İsrail ordusu dün sabah 60 bin yedek asker çağırırken, 20 bin askerin yedeklik süresi de uzatıldı. Operasyona hava kuvvetlerinin desteğiyle beş veya altı askeri birlik katılacak; operasyonun dört ila altı ay sürmesi bekleniyor.

Yeni operasyona ‘Gideon’un Savaş Arabaları 2’ adı verildi. Bu, ordunun birkaç hafta önce ilk bölümünün sona erdiğini duyurduğu bir operasyondu.

Filistinliler İsrail'in kararlarını kınadı

Filistin Dışişleri Bakanlığı, İsrail'in Gazze şehrini işgalini tamamlama ve Batı Şeria'da yerleşim yerleri inşa etme kararını kınadı ve bunları ‘soykırım, sürgün ve ilhakın iki yüzü’ olarak nitelendirdi.

Bakanlık yaptığı açıklamada, bu kararların ‘uluslararası toplumun işgalci devleti suçlarını durdurmaya zorlamak ve ona iki seçenek (Ya şimdi harekete geçip halkımızı kurtarmak ve iki devletli çözümü sağlamak ya da bu suçlarla birlikte yaşamaya mahkûm olmak) sunmak konusunda tereddüt etmesine veya başarısız olmasına yer bırakmadığını’ belirtti.

Bakanlık, bu kararların, ‘tüm dünya ülkelerini Filistin devletini ve onun Birleşmiş Milletler'e (BM) tam üyeliğini tanımaya itmesi ve soykırımı ve açlığı derhal durdurmak için 7. maddeye başvurmaya teşvik etmesi’ gerektiğini bildirdi.

Kızılhaç uyarıyor

Diğer taraftan İsrail ve Filistin topraklarındaki Kızılhaç misyonunun direktörü Julien Lerisson yaptığı açıklamada, İsrail ordusunun Gazze Şeridi'ndeki askeri operasyonlarını yoğunlaştırmasının, zaten kötüleşen insani durumu daha da kötüleştirdiğini ve Hamas'ın elinde tutulan rehinelerin hayatını tehlikeye attığını ifade etti.

Lerisson, “Herhangi bir gerilim, insani acıları daha da derinleştirecek, daha fazla aileyi parçalayacak ve rehinelerin hayatını tehlikeye atacak” dedi.

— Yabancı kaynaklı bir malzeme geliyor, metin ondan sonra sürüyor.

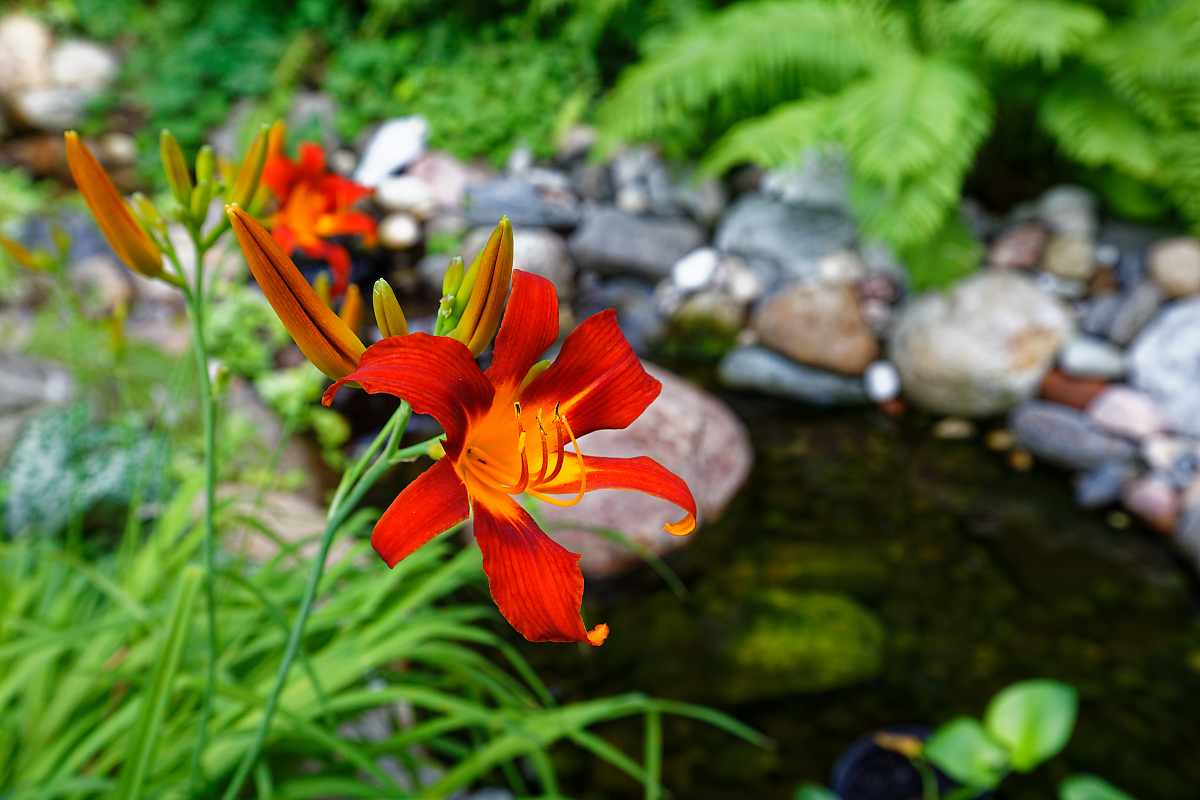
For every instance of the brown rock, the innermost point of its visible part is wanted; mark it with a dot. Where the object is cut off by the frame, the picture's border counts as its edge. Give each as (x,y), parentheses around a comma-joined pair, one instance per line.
(685,429)
(1077,392)
(820,326)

Lerisson, Gazze Şeridi nüfusunun yüzde 80'inden fazlasının tahliye emirlerinden etkilendiğini belirterek, mevcut koşullar altında yeni bir göç dalgasının kabul edilemez olduğunu vurguladı ve özellikle Gazze şehrinde yapılacak herhangi bir geniş çaplı tahliye operasyonunun siviller için riskleri iki katına çıkaracağını ifade etti.

Kızılhaç yetkilisi, uluslararası insani hukukun sivillerin evlerini terk etseler de etmeseler de korunmasını garanti ettiğini vurguladı. Gazze halkının bugün ihtiyaç duyduğu şeyin daha fazla baskı değil yardım, korku değil güven olduğunu belirten yetkili, gıda, ilaç, temiz su ve barınak dahil olmak üzere insani yardımların acil ve sınırsız bir şekilde girişine izin verilmesini talep etti.

İsrail, 7 Ekim 2023'te Hamas'ın İsrail'in güney yerleşimlerine düzenlediği ani saldırının ardından Gazze Şeridi'nde geniş çaplı bir savaş başlattı.

Filistin verilerine göre o zamandan bu yana, İsrail'in askeri operasyonları 62 bin 122 Filistinlinin hayatını kaybetmesine, 156 bin 758 kişinin yaralanmasına ve binalar ile altyapıda büyük hasara yol açtı.